You are not sure where an when, but I have seen over the years, many people of huge frustrations building semantic systems, howls of rage, why is my agile team failing?
And basically, this is the reason. And to overcome that from an engineering point of view, you have to get your hands dirty with philosophy of mind, and 4E cognition, or at least the heuristic approaches that are based on them.
And I contend the same is probably true of finding a way to live in this new world of ubiquitous AI computing systems in our day to day lives.
What has this got to do with daily life?
Taking this on from another perspective, less the engineering view, and more where does our common sense view of “the world” come from.
So the picture you might want to start from is the concept of – autopoesis – (https://en.wikipedia.org/wiki/Autopoiesis)
we each “reach an accommodation” with the outside and inside world. The outside world also consisting of other humans and existing culture. we accommodate to associating sense responses to bodily actions, reflected in sound waves or visual symbols that we come to associate with these.
The argument is we do the same with our intereoperception and there is a process of introspection evolved for cooperation and collaboration- but that should not be confused with true knowledge- you can think of it as an organ – not “the brain” but some processes within it focused on collaboration.
taken together- our senses – our sense of self – and labels we attach to experiences – make up our sense of the world. lets call it the content of our consciousness (other animals are surely conscious but have other content)
this has been described as an hallucination. we see it as base reality, common sense. but really it is a fabrication; and we have no real certainty that what we experience is the same as someone else. We can be sure that other creatures’ qualia IS different.

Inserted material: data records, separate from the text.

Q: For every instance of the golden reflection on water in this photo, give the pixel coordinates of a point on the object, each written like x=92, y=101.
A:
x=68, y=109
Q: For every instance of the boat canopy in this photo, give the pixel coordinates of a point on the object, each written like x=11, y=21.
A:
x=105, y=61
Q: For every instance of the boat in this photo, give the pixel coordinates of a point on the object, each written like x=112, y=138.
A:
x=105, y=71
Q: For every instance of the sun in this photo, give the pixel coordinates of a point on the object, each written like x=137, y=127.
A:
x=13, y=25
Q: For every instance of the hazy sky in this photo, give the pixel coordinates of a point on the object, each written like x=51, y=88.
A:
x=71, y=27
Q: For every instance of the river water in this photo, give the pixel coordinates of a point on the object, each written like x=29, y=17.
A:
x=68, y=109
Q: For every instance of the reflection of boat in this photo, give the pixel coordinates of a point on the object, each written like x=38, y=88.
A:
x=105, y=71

surely it is just base. well your sense of what it is depends on what you measure. surely there is what you might call a substrate. but we surely don’t know what it is. AND our sense of it (excuse the pun) depends on what we measure and for what purpose.
If there is a gist to this book (I am writing) is that this matters, and can be useful in understanding both ourselves, how to engineer useful AI systems; and how we can best live in a world with these systems ubiquitously around us.
Most of this book (I am writing) will be focused on this last point, as opposed to my day job which focusses to a great extent on this question of engineering AI systems.
You can turn this lens of understanding on our creations. And there is a long tradition of this way of thinking in Buddhism (and its Westernised strains as they have interreacted with phenomenology).